A lot of people can use AI responsibly. I see it in my work, as a software engineer - other engineers use various models, including Claude, as an intern, essentially. Nobody trusts a single model, we have tons of checks in place, both AI and manual tooling, mistakes are spotted early on, and I’d argue that our code quality has improved (or at the very least we have reduced the code style variations and have managed to quickly tackle a lot of legacy code conversion to newer standards, e.g. whole ass flows converted from RxKotlin to Coroutines within a few days).
On the other hand… I see even more people rely COMPLETELY on AI. I’ve seen people my age, 90s kids now grown up, who’ve come to a level of executive dysfunction that rivals my own ADHD-aided version… Some of them literally can’t decide what to have for dinner without burning tokens. Some are jamming their entire medical history into services that explicitly state they will sell any and all personal data going in. I’ve seen people get fucking fired because they’ve kept asking their personal, unpaid ChatGPT/Gemini work-related questions and when the AI asked for it, they uploaded confidential documents without a single fucking afterthought.

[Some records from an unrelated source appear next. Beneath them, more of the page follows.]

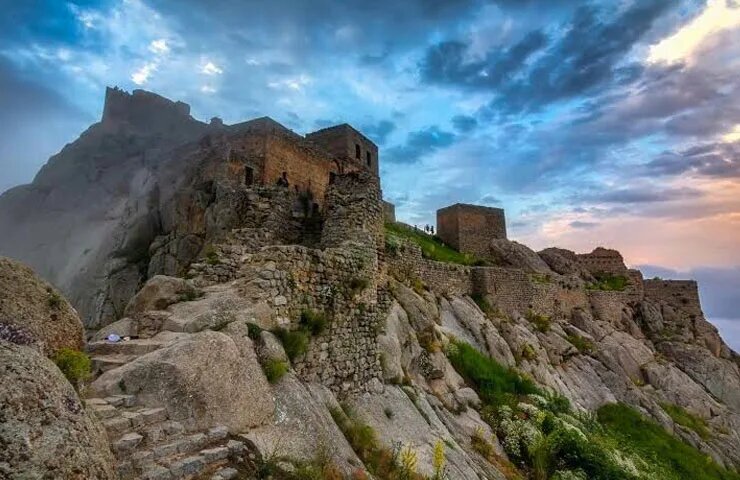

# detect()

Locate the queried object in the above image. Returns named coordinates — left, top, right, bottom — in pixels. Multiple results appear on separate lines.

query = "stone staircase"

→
left=86, top=395, right=245, bottom=480
left=87, top=338, right=167, bottom=376
left=85, top=338, right=245, bottom=480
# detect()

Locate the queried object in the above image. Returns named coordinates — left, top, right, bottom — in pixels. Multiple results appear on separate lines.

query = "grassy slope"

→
left=385, top=223, right=478, bottom=265
left=447, top=342, right=740, bottom=480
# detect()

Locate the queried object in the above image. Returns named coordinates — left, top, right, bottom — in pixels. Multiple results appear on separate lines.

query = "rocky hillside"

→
left=0, top=87, right=740, bottom=480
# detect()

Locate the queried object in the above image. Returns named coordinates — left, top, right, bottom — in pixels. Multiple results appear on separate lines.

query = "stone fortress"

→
left=0, top=89, right=740, bottom=480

All because they were sold by the fancy autocomplete salesmen that AI will solve all their issues, including pleasuring their wives and fixing their erectile dysfunction. And no matter how many times I tell them to not just trust whatever the model spits out, to think at least a little bit critically, to start understanding that these models are not a fucking search engine… “okay sure”, then ten minutes later I get a lecture about how Claude/Gemini/Cluster McFuckstick or whatever shite they use that offers “free AI”, is completely sure that I am wrong and thus they will keep using it as-is…
The crazy thing is they aren’t really designed for that, especially the reasoning part.
I pictured LLMs proliferating in the way SGLang was taking it: fill in the blank. You’d give raw completion models (not chat finetunes) chunks of structured content (like JSON schemas, names in fields, more complex schemes filled programatically) and it would fill in fields, with intelligent context caching. Like, if you needed to finish a programming function, maybe you give it the file as context and guide it along.
Temperature based sampling felt like a quick hack, just until either looping or structured sampling was figured out.
…But they didn’t fix any of that.
Papers came out on the issues. But the big AI houses didn’t implement any of it. They basically kept it exactly the same and just kept scaling it to burn more compute.
What I am getting at is that OpenAI/Anthropic development is way, way more conservative than anyone thinks, and they basically took temporary hacks and made them bigger. That’s why you can’t trust the code they churn out, because random mistakes and so many other issues are literally part of their core.
Then they turn around and sell them as confident engagement engines…
It’s utterly mind boggling to me.
LLMs in general are probably the wrong shape of model, even for the things LLMs can actually do. But the hyper-scalers categorically will not entertain any other kind of model.
The neural network space will be much more interesting after the crash. Hopefully with a minimum period of self-proclaimed haters shouting “guess it was nothing!” at people trying to build this whole new kind of software for its demonstrable utility instead of a four-comma cocaine fantasy.
Four comma k fantasies aren’t much better.
Unfortunately, Elmo’s nation-state wealth is not a fantasy.
No. Money is very real and obeys real rules.
And Elon Musk really has a metric shitload of it. Orders of magnitude more than Sam Altman. Roughly as much as Sam Altman imagines he deserves.
I know. I’m glad money is a real thing for both of them, and functions by defined rules.
Have you never met anyone from silicon valley?